This is significant: AMA, AOPA, EAA and Google’s sister company, Wing, urge FAA to Make Essential Changes to Remote ID Rule | AMA IN ACTION Advocating for Members

Last December, the FAA released a Notice of Proposed Rulemaking for Remote ID of remote control small aircraft that will de facto ban home made radio controlled model aircraft. That ban is not subtle but intentional in the FAA’s rules. The FAA fully intends to ban the nearly 100 year old model aircraft hobby – under the new rules, only certified, manufactured model aircraft which continuously transmit their location in real time (probably at the cost of a monthly subscription fee) would be permitted.

Additionally, the FAA would move flights of existing model aircraft to about 2,400 “reservations” – a number that would gradually shrink over time to the point that all home made radio controlled aircraft would be banned in the United States.

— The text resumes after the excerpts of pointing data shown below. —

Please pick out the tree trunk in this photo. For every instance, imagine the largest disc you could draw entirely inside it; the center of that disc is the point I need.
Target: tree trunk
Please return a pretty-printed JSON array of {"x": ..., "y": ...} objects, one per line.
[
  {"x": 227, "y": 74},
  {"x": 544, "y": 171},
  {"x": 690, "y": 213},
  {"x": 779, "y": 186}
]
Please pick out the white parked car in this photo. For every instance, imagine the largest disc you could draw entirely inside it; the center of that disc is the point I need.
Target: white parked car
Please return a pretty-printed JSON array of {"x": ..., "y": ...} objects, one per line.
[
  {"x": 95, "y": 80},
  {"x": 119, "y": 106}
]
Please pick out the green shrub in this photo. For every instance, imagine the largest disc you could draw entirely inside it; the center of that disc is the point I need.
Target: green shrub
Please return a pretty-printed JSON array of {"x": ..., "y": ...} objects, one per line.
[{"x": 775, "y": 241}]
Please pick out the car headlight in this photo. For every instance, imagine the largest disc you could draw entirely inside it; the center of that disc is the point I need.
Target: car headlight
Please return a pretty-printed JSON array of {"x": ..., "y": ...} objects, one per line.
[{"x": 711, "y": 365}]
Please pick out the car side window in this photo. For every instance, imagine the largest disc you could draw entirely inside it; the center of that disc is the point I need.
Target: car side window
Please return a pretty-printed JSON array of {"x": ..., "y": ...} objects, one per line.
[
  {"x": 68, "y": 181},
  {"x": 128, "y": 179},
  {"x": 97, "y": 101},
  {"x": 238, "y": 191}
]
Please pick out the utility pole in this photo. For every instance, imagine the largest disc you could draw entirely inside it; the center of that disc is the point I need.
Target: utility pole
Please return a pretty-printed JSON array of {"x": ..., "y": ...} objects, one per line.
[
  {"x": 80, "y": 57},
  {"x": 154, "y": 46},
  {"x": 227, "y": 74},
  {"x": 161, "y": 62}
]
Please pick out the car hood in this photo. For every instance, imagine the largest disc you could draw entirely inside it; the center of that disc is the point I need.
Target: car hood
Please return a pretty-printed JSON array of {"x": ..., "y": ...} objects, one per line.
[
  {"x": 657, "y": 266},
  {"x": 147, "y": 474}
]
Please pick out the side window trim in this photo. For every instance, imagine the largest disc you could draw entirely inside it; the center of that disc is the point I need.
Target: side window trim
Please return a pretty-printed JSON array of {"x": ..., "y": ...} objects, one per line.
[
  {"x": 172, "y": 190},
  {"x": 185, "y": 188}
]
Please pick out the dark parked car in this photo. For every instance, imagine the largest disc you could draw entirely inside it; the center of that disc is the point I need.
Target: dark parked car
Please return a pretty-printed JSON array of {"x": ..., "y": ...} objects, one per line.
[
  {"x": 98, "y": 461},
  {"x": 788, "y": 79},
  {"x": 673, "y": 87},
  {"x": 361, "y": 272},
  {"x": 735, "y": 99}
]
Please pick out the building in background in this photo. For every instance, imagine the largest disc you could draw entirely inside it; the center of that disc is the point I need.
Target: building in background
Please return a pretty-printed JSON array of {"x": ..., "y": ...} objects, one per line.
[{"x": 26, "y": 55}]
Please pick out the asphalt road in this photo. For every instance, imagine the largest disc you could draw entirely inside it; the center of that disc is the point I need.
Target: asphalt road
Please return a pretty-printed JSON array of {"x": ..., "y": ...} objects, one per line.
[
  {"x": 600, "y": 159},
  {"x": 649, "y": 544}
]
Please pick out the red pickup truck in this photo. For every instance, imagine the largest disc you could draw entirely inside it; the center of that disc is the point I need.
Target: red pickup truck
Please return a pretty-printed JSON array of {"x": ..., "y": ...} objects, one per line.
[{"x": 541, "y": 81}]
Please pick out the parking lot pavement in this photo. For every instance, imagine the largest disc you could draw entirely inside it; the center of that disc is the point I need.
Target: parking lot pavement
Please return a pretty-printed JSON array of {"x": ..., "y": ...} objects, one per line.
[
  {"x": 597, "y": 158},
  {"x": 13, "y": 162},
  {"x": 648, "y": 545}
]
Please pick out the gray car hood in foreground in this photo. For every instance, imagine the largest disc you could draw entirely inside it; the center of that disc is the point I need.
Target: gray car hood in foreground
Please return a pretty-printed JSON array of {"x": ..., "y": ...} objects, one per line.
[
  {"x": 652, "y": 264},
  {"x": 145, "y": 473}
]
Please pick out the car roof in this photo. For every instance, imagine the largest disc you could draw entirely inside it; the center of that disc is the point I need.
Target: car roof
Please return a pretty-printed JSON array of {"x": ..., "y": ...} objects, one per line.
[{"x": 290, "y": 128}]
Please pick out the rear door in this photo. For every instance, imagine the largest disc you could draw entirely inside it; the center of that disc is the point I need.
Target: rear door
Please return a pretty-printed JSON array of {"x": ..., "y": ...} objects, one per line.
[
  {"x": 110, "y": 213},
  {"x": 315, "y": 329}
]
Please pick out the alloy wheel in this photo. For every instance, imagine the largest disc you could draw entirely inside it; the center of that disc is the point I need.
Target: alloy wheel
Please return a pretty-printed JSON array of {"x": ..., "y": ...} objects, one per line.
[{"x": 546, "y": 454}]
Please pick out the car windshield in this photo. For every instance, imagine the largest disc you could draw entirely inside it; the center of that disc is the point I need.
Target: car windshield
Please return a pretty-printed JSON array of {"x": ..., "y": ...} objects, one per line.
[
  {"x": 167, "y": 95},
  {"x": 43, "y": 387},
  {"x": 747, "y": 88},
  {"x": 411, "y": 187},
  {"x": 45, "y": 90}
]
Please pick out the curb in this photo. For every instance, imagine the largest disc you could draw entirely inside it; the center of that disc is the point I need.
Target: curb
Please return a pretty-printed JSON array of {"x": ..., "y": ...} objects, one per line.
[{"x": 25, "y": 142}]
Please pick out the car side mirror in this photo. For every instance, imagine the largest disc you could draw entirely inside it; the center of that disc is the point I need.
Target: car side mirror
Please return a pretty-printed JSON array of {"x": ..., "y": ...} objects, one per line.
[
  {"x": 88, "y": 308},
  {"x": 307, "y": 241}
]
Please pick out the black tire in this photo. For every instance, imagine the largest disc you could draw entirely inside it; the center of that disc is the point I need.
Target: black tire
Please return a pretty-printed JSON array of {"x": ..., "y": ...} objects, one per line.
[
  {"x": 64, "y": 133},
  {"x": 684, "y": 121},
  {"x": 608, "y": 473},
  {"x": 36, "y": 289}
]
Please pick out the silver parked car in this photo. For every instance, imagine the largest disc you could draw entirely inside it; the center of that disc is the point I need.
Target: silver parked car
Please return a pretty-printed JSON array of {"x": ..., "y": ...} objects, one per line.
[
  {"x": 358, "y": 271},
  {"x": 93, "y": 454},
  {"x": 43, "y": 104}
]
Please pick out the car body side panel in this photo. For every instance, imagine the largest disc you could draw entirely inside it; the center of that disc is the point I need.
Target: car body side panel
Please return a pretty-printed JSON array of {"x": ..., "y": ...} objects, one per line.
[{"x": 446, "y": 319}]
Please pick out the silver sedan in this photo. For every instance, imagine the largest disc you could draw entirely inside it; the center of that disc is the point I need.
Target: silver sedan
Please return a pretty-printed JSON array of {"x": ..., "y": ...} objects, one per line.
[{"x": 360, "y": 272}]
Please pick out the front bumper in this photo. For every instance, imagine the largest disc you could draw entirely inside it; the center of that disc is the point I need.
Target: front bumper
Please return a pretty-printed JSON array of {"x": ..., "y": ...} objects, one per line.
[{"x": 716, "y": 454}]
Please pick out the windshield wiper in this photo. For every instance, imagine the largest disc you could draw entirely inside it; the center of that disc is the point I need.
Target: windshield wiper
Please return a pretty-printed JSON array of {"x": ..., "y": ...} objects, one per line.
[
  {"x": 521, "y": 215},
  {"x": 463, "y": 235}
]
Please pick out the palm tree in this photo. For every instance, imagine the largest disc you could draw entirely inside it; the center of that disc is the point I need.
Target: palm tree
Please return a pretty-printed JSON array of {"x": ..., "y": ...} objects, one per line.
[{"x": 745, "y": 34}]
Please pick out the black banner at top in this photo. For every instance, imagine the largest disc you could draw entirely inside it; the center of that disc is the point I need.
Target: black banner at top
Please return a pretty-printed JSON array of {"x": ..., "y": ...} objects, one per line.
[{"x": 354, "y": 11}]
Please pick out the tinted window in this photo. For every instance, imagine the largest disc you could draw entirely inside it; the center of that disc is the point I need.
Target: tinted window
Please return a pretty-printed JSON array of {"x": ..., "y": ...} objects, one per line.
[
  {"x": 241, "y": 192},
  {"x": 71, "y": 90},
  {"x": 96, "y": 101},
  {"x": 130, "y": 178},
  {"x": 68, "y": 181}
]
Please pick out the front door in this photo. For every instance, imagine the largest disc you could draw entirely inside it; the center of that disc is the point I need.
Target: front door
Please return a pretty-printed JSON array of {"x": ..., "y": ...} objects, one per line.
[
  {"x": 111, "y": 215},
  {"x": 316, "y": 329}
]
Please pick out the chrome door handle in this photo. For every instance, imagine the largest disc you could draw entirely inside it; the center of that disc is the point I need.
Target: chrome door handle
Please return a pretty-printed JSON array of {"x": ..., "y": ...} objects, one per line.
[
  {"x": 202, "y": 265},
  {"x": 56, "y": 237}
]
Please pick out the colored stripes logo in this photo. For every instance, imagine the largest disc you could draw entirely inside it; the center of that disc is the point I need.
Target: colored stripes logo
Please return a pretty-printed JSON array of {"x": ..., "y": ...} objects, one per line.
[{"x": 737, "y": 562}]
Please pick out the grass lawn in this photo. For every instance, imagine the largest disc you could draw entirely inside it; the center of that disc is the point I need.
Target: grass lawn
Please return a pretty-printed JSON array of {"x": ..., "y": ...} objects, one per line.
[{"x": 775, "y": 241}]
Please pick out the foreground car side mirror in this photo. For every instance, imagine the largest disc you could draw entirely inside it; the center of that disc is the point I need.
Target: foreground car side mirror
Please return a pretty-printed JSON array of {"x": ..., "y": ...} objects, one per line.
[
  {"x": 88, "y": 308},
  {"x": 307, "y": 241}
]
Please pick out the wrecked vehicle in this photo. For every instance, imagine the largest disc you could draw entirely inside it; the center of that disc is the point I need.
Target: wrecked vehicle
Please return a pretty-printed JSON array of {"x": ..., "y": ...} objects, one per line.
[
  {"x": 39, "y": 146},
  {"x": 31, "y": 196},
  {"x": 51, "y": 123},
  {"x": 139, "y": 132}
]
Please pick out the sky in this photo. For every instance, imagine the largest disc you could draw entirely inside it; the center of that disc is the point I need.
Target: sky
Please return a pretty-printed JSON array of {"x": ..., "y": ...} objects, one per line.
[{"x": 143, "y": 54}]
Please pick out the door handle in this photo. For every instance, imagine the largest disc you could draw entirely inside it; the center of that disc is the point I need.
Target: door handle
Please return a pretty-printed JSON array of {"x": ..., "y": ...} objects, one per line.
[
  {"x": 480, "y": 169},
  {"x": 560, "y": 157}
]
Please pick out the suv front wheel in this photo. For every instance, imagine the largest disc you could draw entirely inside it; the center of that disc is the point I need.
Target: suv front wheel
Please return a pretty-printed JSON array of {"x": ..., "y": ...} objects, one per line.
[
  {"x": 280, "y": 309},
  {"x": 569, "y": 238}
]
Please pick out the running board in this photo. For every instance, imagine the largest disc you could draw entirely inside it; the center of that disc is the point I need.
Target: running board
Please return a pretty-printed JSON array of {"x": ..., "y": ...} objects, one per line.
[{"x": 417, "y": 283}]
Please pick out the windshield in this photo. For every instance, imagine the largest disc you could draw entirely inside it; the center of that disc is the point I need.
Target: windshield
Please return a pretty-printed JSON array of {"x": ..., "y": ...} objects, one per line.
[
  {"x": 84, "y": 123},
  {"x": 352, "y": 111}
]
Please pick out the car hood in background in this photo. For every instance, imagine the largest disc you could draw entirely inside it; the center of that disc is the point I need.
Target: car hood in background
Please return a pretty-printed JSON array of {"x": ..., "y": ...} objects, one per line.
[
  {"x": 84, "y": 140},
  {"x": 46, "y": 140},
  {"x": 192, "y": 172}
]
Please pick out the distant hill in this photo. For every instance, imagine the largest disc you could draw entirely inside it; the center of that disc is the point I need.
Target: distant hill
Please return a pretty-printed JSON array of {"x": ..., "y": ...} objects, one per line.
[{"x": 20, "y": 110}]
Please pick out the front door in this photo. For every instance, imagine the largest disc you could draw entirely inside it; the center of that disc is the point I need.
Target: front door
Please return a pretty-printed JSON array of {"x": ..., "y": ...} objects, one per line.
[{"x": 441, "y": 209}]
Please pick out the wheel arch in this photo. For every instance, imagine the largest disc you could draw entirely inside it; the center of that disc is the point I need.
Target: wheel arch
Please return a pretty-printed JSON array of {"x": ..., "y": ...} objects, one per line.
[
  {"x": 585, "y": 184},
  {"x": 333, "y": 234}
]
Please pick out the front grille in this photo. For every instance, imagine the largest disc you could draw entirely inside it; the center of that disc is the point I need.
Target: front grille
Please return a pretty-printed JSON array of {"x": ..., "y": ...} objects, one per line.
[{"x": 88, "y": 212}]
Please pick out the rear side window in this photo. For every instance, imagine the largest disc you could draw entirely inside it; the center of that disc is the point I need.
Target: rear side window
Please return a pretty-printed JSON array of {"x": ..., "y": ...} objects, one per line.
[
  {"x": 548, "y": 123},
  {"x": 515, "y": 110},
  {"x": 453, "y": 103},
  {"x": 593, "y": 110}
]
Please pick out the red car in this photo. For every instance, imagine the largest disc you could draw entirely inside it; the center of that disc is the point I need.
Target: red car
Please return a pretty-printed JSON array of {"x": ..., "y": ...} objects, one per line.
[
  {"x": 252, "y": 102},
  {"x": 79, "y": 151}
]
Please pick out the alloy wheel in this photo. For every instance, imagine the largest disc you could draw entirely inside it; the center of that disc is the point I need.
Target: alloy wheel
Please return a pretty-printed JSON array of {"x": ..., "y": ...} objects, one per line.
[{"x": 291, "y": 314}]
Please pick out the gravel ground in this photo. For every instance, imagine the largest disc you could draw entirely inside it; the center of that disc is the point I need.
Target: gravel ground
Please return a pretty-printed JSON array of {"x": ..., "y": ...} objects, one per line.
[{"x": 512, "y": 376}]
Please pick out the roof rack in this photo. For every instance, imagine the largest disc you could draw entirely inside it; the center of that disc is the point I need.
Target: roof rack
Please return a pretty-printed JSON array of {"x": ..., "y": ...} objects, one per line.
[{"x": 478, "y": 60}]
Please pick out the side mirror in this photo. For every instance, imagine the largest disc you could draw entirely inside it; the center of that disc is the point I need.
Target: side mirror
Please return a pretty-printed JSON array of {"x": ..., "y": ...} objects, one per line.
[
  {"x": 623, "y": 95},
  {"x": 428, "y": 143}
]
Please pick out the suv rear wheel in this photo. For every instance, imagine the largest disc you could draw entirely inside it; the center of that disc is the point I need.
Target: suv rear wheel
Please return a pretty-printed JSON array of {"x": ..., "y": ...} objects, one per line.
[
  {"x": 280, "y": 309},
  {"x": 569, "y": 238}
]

The purpose of the FAA’s proposal is to seize the public airspace over the United States and turn it over to private industrial drone operations, and to increase costs to members of the public – by mandating realtime, continuous location data transmissions into cloud databases for a likely fee – so as to largely eliminate all model aircraft. This is why it is significant that Google has joined in this effort to retain the traditional model aircraft hobby.

The FAA largely banned ultralight aircraft through a convoluted and confusing set of multiple rule making proceedings. The effect was to ban the use of two-seat ultralights for training purposes. The ultralight flying community has largely vanished as a result. The FAA has gone down the same path to regulate all airspace not only in your backyard, but under their proposal, to regulate the airspace even inside your home. The effect is to ultimately eliminate model aircraft in the U.S. in order to turn over the airspace in your backyard to private corporations. This is not wild speculation – this is exactly how their NPRM was written.